There is nothing original about TWD. The premise is tried and true; probably tired and true. A zombie apocalypse of indeterminate origin befalls the United States (perhaps the world) and a band of survivors struggles its way across the southern states in search of help.
And in keeping with the spirit of the zombie genre, there is blood and gore aplenty. Zombies (or ‘Walkers’ as they are called) die in the thousands. And those deaths leave nothing to the imagination. In fact, there is not enough space here for me to detail all the different ways in which zombies meet their end in TWD. A bullet or knife to the skull is just run-of-the-mill. They are pulled apart, crushed by vehicles, pulverized by baseball bats, decapitated by samurai sword, axe and water cannon, stomped on, shot by crossbow, cleaved by machetes, eye-gouged, burned and impaled by spear. And that is just a small selection of the some 2500 zombie-deaths in the series so far.
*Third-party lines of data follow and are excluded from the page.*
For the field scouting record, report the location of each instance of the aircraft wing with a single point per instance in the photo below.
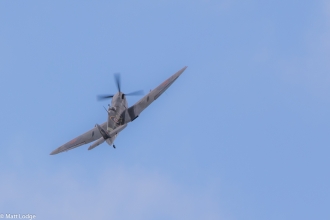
(85, 138)
(134, 111)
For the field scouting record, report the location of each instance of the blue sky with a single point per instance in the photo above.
(242, 134)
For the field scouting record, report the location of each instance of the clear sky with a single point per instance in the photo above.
(242, 134)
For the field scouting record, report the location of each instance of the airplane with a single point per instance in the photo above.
(119, 115)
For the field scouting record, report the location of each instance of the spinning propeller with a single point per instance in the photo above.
(118, 82)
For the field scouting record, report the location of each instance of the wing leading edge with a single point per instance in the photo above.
(134, 111)
(85, 138)
(129, 115)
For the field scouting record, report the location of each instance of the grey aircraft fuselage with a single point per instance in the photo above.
(118, 116)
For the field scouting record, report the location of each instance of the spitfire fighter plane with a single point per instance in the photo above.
(119, 115)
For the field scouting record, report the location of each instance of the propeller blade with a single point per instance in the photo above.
(117, 79)
(140, 92)
(102, 97)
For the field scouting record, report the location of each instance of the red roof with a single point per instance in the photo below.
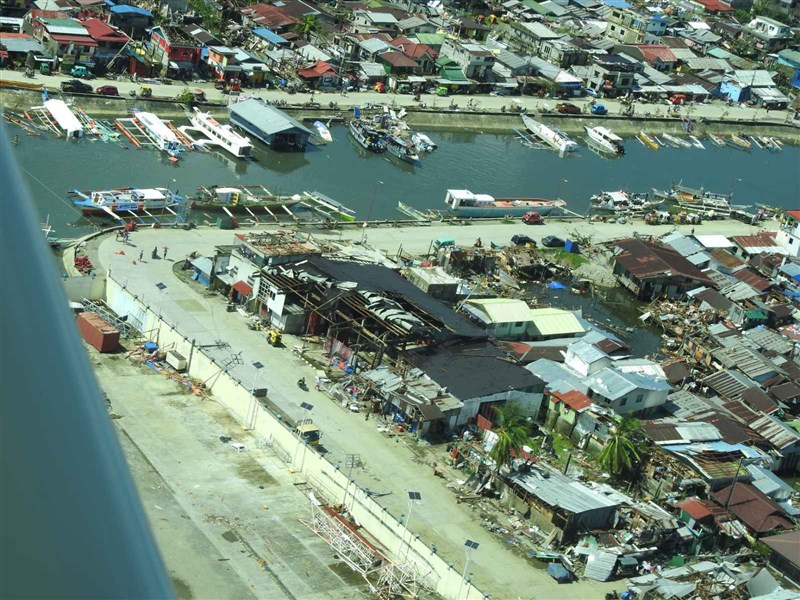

In the context of the genre, this is no revelation. However, it’s not the inclusion of this gratuitous, graphic killing that is instructive, but rather the omission of other content generally considered to be adult in nature. Because, although the TWD depicts the brutal killing of approximately 2500 zombies, there is very little swearing and absolutely no nudity.
Ordinarily, this account of fictional violence might be the logical segue into a sermon about the message this sends young people. But in the context of the gun debate, I think it is more illuminating to focus on how TWD is actually a reflection of American society and its tolerance of violence.
Guns and violence are heavily normalized in TWD. There is rarely a scene that does not depict a firearm of some sort. And lives are expended at a frenetic rate. YouTube has a clip titled: The Walking Dead 2333+ Walker Kills in 30 Minutes. And that doesn’t include the many gruesome deaths that have befallen survivors (the main characters who have not succumbed to the zombie virus).
TWD is just a modern take on the spaghetti western. The characters are armed killers wreaking vengeance while struggling for survival in an unforgiving landscape. The enemy attacks in waves and is mowed down with impassivity. The main characters are politely spoken; gunshots are punctuated by ‘ma’am’s’ and ‘beg your pardons’; profanities are much more an indicator of moral debasement than any proclivity for murder. Nudity is nowhere to be seen – carnality is only alluded to with a kind of subtlety that is nowhere to be found when zombies attack.
And so, what we have is a show that is unashamedly pitched at an audience who feels uncomfortable with the F-word or a flash of breast or buttock but titillated by a scene that depicts a survivor inserting his fingers into the eye sockets of a walker and pulling its head clean off, as if picking up a ten-pin bowling ball.
For me, this dichotomy provides great insight into why American society is incapable of changing gun laws. Sadly, it offers no hope for change, at least insofar as a shift in Americans’ attitudes to guns is likely to drive that change.
However, what we can do here in Australia, where we have built an international reputation for strict gun laws, is make sure those laws are supported by local content quotas that ensure our kids aren’t only exposed to television programs that teach them that guns and violence are nothing but an expression of one’s freedom.
The yawning gulf between America’s puritanical sexual culture and its liberal gun culture makes for interesting television, but it’s actually the culmination of centuries of legal, political and military history. If you don’t have time to learn that history in great detail, TWD might just be the idiot’s guide you never knew you needed.
Blair Boyer is the Labor MP for the state seat of Wright.